Conventional wisdom holds the economy and financial market cycles are distinct and driven by different variables. That said, it’s not just coincidence that the current stock market rebound started in March 2009 and the recovery began in May of that year.

Furthermore, the deep recession and violent bear market that preceded the recovery both began in December 2007.

But that’s about all the current economic expansion and bull market have in common. From their low in March 2009 to their high earlier this year, the sustained surge in stock prices has been one of the most powerful in history.

In contrast, the economic recovery has been the weakest of most Americans’ lifetimes. Travel around the world and one will find the same melancholy sentiment that is pervasive in America.

This paradox explains why many have viewed the advance in equity prices as suspect, making this the least loved bull market in modern memory. Skeptics, and there are many, contend that rising stock prices around the world are primarily the result of synchronized global central bank manipulation, raising the question of whether asset prices are out of balance around the globe.

Dividend And Bond Yields
Finding evidence that Fed policy is creating distortions in financial asset prices isn’t difficult. Exhibit One is the gap between 10-year Treasurys and the dividend yield on blue-chip equities. As of early October, 10-year Treasurys were yielding about 2.0% while the Dow Jones Industrial Average was yielding about 2.5%.

That represents a dramatic departure from the post-1950s experience of American financial markets. From the 1930s until the late 1950s, risk-averse investors were so scarred by the Great Depression they expected and received a higher yield from equities than relatively safe corporate bonds.

When depression fears finally subsided, Mr. Market decided that the upside of rising dividends represented a better value than the safety of corporate bonds. Observers like the late Peter Bernstein noted that investors in the late 1950s wrongly assumed this change might be temporary. For the better part of the next 50 years, however, it proved permanent, as dividends generally yielded less than bonds.
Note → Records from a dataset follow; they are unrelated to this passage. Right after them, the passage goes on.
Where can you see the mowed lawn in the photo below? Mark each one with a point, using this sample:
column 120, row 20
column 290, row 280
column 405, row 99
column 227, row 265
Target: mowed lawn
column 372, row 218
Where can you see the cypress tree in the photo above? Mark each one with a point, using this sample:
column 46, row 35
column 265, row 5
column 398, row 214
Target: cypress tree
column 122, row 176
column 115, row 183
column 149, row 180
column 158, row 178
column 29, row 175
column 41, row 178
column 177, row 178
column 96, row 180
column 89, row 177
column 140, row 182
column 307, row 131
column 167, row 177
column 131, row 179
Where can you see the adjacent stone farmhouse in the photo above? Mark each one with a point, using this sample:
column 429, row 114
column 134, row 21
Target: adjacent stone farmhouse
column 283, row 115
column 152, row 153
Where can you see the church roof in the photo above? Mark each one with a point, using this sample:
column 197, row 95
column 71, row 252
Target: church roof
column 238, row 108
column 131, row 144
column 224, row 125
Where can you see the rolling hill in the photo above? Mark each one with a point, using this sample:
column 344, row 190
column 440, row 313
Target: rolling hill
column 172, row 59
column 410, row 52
Since 2009, however, the relationship between stock and bond prices and yields has changed. Late that year, Wells Fargo fund manager Margie Patel noted that the yield on shares of Clorox, as stable a consumer staple as one can find, exceeded the yield on its bonds.

One might attribute that to post-financial crisis jitters, but six years later the phenomenon remains widespread. Procter & Gamble shares are yielding 3.4% while its bonds give investors 2.7%. Microsoft stock pays a 3.1% dividend while its bonds offer a 2.5% yield. “When people look at marginal relationships, it says the marginal returns will come from yield, not growth,” Patel says.

Is the change in the relationship between blue-chip bond and equity yields a sign of a secular change in how markets price financial assets or is it the result of extreme, distorted monetary policy? One could argue that corporate America is responding to a new reality—scarce growth opportunities for capital projects and competition to satisfy the needs of an older, income-starved base of investors.

Patel, however, believes the Fed’s policy is a major culprit that is no longer helping the markets or the economy. The central bank, obsessed with finding excuses not to raise interest rates, doesn’t need to look far to find them.